Opinion
21-35537
10-18-2021
NOT FOR PUBLICATION
Submitted October 12, 2021 [**]
Appeal from the United States District Court for the Western District of Washington Ricardo S. Martinez, District Judge, Presiding D.C. No. 2:21-cv-00637-RSM
Before: TALLMAN, RAWLINSON, and BUMATAY, Circuit Judges.
MEMORANDUM [*]
Hafid Tahraoui appeals pro se from the district court's order denying his motion for emergency injunctive relief in his action alleging constitutional and statutory claims arising from eminent domain proceedings. We have jurisdiction to determine our own jurisdiction. Havensight Capital LLC v. Nike, Inc., 891 F.3d 1167, 1171 (9th Cir. 2018). We dismiss for lack of jurisdiction.

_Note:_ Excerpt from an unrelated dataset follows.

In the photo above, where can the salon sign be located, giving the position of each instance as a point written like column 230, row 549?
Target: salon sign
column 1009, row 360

Appellant Amana Global Company is represented by appellant Tahraoui in his pro se capacity (appellants are collectively referred to herein as "Tahraoui"). See Sharemaster v. SEC, 847 F.3d 1059, 1066 n.4 (9th Cir. 2017) (an individual owner may represent his sole proprietorship in a pro se capacity because a sole proprietorship has no legal existence apart from its owner).
We lack jurisdiction to review the district court's order denying Tahraoui's second motion for emergency injunctive relief because this motion was based upon the identical factual circumstances already addressed by the district court in its order denying Tahraoui's first motion for emergency injunctive relief. See Sierra On-Line, Inc. v. Phoenix Software, Inc., 739 F.2d 1415, 1418 n.4 (9th Cir. 1984) (denial of motion to reconsider a request for an injunction is appealable only if the motion is based on new matters that have occurred following the district court's initial order addressing the injunction); see also Credit Suisse First Boston Corp. v. Grunwald, 400 F.3d 1119, 1124 (9th Cir. 2005) (a motion that merely seeks to relitigate a request for injunctive relief that has already been decided is not a motion to modify an injunction for purposes of 28 U.S.C. § 1292(a)(1)).
DISMISSED.
[*] This disposition is not appropriate for publication and is not precedent except as provided by Ninth Circuit Rule 36-3.
[**] The panel unanimously concludes this case is suitable for decision without oral argument. See Fed. R. App. P. 34(a)(2).